Wiederaufbau in Butscha: Fast keine Ruinen

Butscha, ein Vorort von Kyjiw, wurde vor einem Jahr zum ersten Symbol für grausame russische Kriegs­verbrechen. Jetzt herrscht Aufbruchstimmung.

Zwei Frauen auf einer Baustelle

Auf der Woksalna-Straße in Kyjiws Vorort Butscha Foto: Dominika Zarzycka/imago

BUTSCHA taz | Die Woksalna-Straße in Kyjiws Vorort Butscha ist nur rund 30 Autominuten von der ukrai­nischen Hauptstadt entfernt. Fast nichts erinnert hier mehr die Bilder, die vor fast genau einem Jahr, kurz nach dem Abzug der russischen Truppen, um die Welt gingen. Verkohlte, zerstörte russische Panzer und andere Kriegsfahrzeuge – die Reste einer 30 Kilometer langen Kolonne, die bis nach Kyjiw vorstoßen sollte – reihten sich genauso aneinander wie Häuser, die bis auf die Grundmauern niedergebrannt waren.

Heute wirkt es, als ob die Straße fast vollständig aus den Ruinen wiederauferstanden sei. Nur vor einigen Grundstücken türmen sich noch Schutt und Steine. Viele Gebäude sind instandgesetzt oder neu gebaut worden. Auch jetzt, kurz vor Einbruch der Dunkelheit, wird allerorten gehämmert, verputzt und gestrichen. Auf einem Gerüst stehen mehrere Männer und arbeiten an einem Rohbau. Einer von ihnen kauert mit einer Zigarette am Boden.

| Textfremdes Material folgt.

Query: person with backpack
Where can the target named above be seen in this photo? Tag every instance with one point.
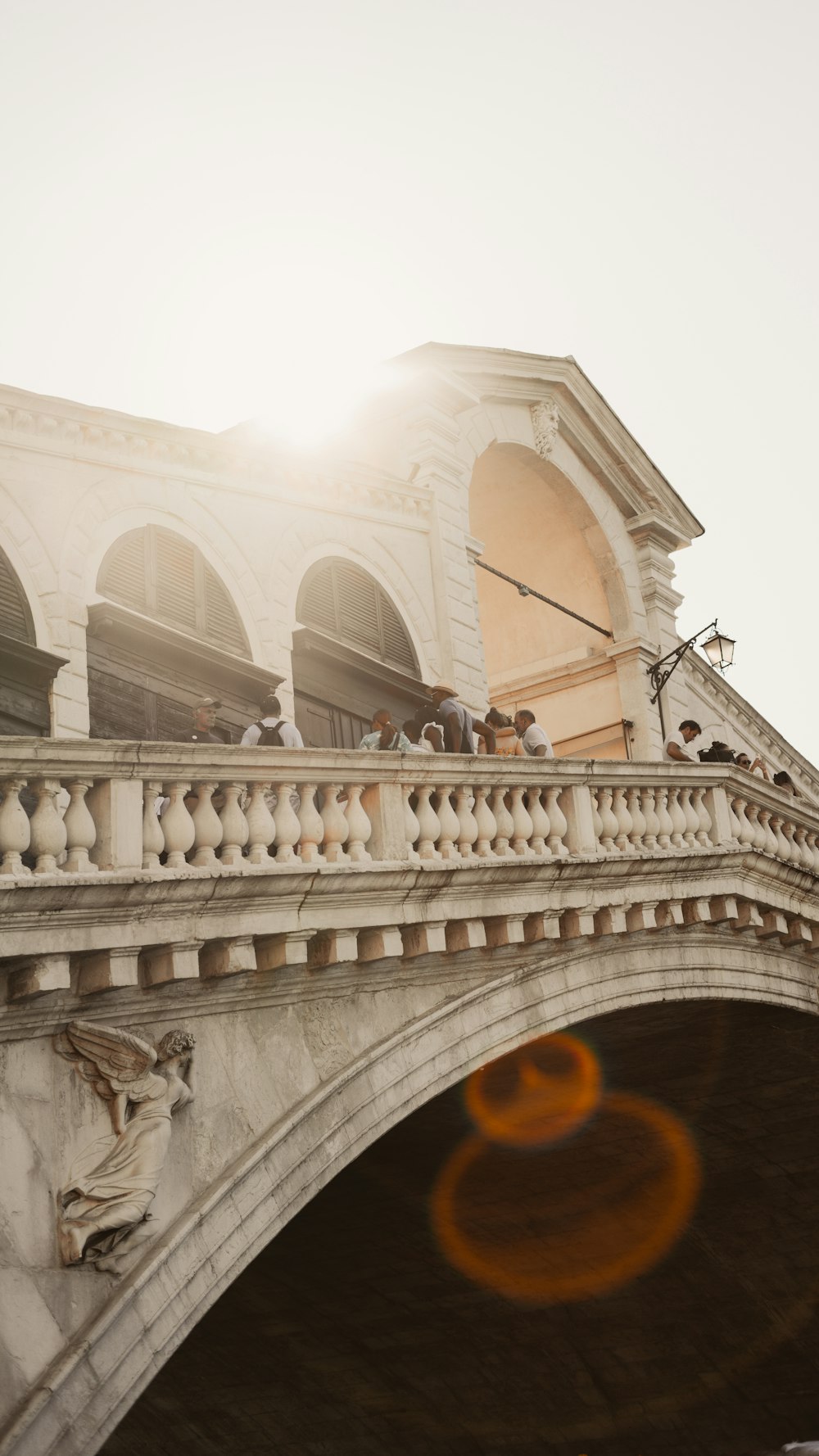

Er und seine Kollegen gehörten einem Bautrupp aus der Westukraine an, schon einen Monat seien sie hier, sagt er. Ein großes Plakat weist die nichtstaatliche Global Empowerment Mission (GEM), eine Organisation mit Hauptsitz in den USA, als Finanzier des Wiederaufbaus aus. Bis zum Ende des Frühjahrs sollen insgesamt 110 Häuser in der Woksalna bezugsfertig sein.

Ein paar Minuten Fußweg entfernt kreuzt die Woksalna- die Jablunska-Straße. Auch diese erlangte traurige Berühmtheit: Hier lagen im März vorigen Jahres überall Leichen, einige mit auf dem Rücken gefesselten Händen, neben ihnen ihre Fahrräder und aufgerissenen Einkaufstüten – sie alle stumme Zeugen barbarischer Kriegsverbrechen. Im Hof eines mehrstöckigen Wohnhauses kündeten im April 2022, wenige Tage nach der Befreiung Butschas, Holzkreuze mit Heiligenbildern von zwei provisorischen Gräbern. Doch das ist jetzt Vergangenheit. Auch hier scheint es längst begonnen zu haben: das Leben danach.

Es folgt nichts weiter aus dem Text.